Scetticismo a Fossacesia e San Vito dopo il compromesso con Fs Desiati (Destra): «E' una sconfitta»
LANCIANO. I Comuni costieri sono a corto di fondi per sistemare l'ex ferrovia. Adesso che le vecchie aree di risulta sono nelle loro mani, dopo l'intesa "a tempo" con le Ferrovie, i sindaci della costa devono fronteggiare il problema di dove trovare le risorse economiche con cui ripulire e attrezzare per l'estate le ex stazioni e le aree adiacenti.
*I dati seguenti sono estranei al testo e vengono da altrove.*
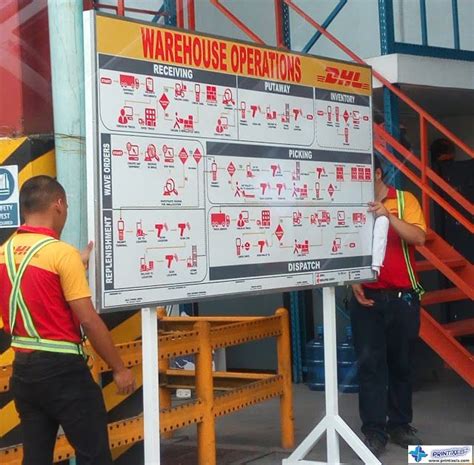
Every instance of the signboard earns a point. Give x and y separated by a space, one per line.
9 197
220 167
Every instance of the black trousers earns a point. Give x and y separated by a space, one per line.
384 337
52 390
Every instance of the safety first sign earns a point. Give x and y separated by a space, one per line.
220 167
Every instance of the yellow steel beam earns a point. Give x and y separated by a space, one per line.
251 394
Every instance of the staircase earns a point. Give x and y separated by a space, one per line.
437 253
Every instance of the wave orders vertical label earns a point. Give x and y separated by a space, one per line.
106 171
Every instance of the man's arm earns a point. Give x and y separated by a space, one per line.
410 233
99 336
Intanto sul compromesso trovato con Fs - l'ex ferrovia va ai Comuni fino a ottobre con l'impegno di una proroga nel 2009 - spuntano le polemiche. «E' una sconfitta per i Comuni», va giù duro l'ex assessore regionale all'Ambiente, Massimo Desiati.
E' tutta in salita la strada che porterà i Comuni della costa a cambiare il volto dell'ex tracciato e dare una svolta al turismo locale.
L'accordo con le Ferrovie per il comodato d'uso gratuito delle ex aree di risulta riporta le amministrazioni comunali davanti al problema dei soldi con cui sistemarle ed attrezzarle ad uso di bagnanti e turisti. Nei prossimi giorni, da Fossacesia a San Vito, sono in programma riunioni di giunta per spulciare i bilanci.
«Tra patto di stabilità e i tagli all'Ici rischiamo di non poter spendere soldi per questo progetto», sostiene il sindaco di Fossacesia, Enrico Di Giuseppantonio, «da una prima perizia è emerso serviranno minimo 50mila euro». E questo solo per mettere a piano il terreno e ricoprirlo di ghiaia, tagliare le erbacce e mettere in sicurezza gli immobili. Senza contare che, fra gare di appalto e burocrazia, si rischia di finire non prima di luglio. «Abbiamo bisogno del contributo della Regione», continua Di Giuseppantonio, che ieri ha contattato l'assessore regionale all'Ambiente, Franco Caramanico, «spiagge e mare di questa costa sono un punto di riferimento per tutto l'Abruzzo».
Invece non ha ancora deciso come muoversi le amministrazioni comunali di San Vito, che non nasconde un po' di scetticismo per l'accordo con le Ferrovie. «Cambia poco per noi», dice il sindaco Rocco Catenaro, «in questi due brevi periodi concessi ci tocca semplicemente accollarci le spese di pulizia. Sistemeremo l'indispensabile per facilitare la calata al mare».
Critico anche il sindaco di Rocca San Giovanni: «Questo accordo si poteva accettare due mesi fa, non ora», commenta Gianni Di Rito. Quella con Fs sarà una partita singola, Comune per Comune.
A giocarsi la posta più grande sono Fossacesia e Vasto. E da qui arrivano altre critiche al compromesso con Fs. «L'operazione è a tutto vantaggio delle Ferrovie», sostiene Massimo Desiati, ex assessore regionale all'Ambiente ed attuale esponente della Destra, «mentre i Comuni avranno l'obbligo della manutenzione al posto del proprietario. Il Comune di Vasto inizi un serio iter progettuale, prendendo in comodato d'uso la sola stazione, per un lungo periodo e con l'opzione di acquisto».